Why does America continue, year after year, to dole out our hard-earned American dollars when we need this money so badly at home for so many projects and to give relief to our hard-pressed taxpayers?
We are told that foreign aid is designed for our own security. Yet, America is far less secure today than before foreign aid began. We used to be told that the objective of foreign aid was to stop Communist aggression. That isn’t a very persuasive argument since five new countries have fallen to Communism in the last several years. Many billions of our foreign giveaways even have gone directly to the Soviet Union and other Communist governments.
For 30 years, U.S. foreign aid has been generously dispensed to friend and foe, to good credit risks and to deadbeats, to governments that are polite to us and to governments that insult us and vote against us in the UN.

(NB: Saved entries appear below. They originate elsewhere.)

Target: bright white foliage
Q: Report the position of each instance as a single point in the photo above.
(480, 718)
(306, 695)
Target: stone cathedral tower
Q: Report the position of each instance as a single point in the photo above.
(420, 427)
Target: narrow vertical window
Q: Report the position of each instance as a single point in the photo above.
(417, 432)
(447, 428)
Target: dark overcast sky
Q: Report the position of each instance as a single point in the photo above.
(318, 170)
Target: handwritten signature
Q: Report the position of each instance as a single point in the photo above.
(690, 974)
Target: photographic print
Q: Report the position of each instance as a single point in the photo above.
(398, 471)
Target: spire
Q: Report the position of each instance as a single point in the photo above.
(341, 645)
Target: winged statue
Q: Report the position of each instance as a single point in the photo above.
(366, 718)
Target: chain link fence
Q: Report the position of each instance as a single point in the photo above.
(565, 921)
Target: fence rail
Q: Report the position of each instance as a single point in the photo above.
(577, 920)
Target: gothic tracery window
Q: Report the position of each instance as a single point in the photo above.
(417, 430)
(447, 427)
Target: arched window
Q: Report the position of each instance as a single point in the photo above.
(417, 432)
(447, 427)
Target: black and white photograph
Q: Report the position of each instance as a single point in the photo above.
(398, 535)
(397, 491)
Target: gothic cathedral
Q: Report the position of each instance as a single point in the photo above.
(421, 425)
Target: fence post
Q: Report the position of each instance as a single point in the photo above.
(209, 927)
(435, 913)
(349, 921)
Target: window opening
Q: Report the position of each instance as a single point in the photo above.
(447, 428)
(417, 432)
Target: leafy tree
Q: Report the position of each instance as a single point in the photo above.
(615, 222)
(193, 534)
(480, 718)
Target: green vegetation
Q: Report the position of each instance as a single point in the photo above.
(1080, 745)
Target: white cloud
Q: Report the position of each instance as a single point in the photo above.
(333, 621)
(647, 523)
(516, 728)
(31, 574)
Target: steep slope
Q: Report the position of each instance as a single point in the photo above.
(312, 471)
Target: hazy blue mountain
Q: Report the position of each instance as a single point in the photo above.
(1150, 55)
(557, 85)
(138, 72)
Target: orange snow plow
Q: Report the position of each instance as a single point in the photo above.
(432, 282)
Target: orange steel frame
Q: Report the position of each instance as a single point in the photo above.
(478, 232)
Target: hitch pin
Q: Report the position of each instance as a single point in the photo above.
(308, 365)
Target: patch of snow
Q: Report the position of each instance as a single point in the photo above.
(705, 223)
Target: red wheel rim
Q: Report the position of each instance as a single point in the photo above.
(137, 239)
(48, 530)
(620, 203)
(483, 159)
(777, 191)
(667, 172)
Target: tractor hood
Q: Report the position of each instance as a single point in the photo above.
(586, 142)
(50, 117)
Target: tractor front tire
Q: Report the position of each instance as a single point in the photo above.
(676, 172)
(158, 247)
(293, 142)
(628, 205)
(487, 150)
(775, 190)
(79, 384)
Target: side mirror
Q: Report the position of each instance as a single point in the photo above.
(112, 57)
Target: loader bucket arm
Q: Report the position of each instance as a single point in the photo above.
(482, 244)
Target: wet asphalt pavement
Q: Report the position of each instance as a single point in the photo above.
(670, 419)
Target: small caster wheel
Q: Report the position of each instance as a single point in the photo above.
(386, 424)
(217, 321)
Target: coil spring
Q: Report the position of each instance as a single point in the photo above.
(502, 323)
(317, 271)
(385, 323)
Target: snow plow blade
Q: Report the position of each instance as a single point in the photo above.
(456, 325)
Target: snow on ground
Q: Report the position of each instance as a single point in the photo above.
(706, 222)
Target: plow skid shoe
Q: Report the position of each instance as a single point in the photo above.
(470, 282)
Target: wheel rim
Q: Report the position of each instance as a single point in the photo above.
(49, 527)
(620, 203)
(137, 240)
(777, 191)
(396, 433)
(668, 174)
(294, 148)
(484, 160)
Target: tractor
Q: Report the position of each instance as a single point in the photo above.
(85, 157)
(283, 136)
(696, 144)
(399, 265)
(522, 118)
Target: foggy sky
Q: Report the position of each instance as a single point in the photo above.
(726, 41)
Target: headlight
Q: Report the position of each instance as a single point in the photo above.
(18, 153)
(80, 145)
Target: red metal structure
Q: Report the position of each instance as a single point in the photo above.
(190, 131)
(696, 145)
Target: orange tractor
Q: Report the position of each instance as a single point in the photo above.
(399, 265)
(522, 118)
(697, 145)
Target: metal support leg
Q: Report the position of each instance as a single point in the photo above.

Now North Vietnam is demanding more than $2 billion in foreign aid supposedly promised by President Nixon. With our foreign handout record, it is no wonder that North Vietnam is optimistic about climbing aboard the gravy train, too.
Although nearly every other Communist country in the world has, at some time, received American aid, Congress should decisively reject aid to North Vietnam which still refuses to account for our servicemen missing in action.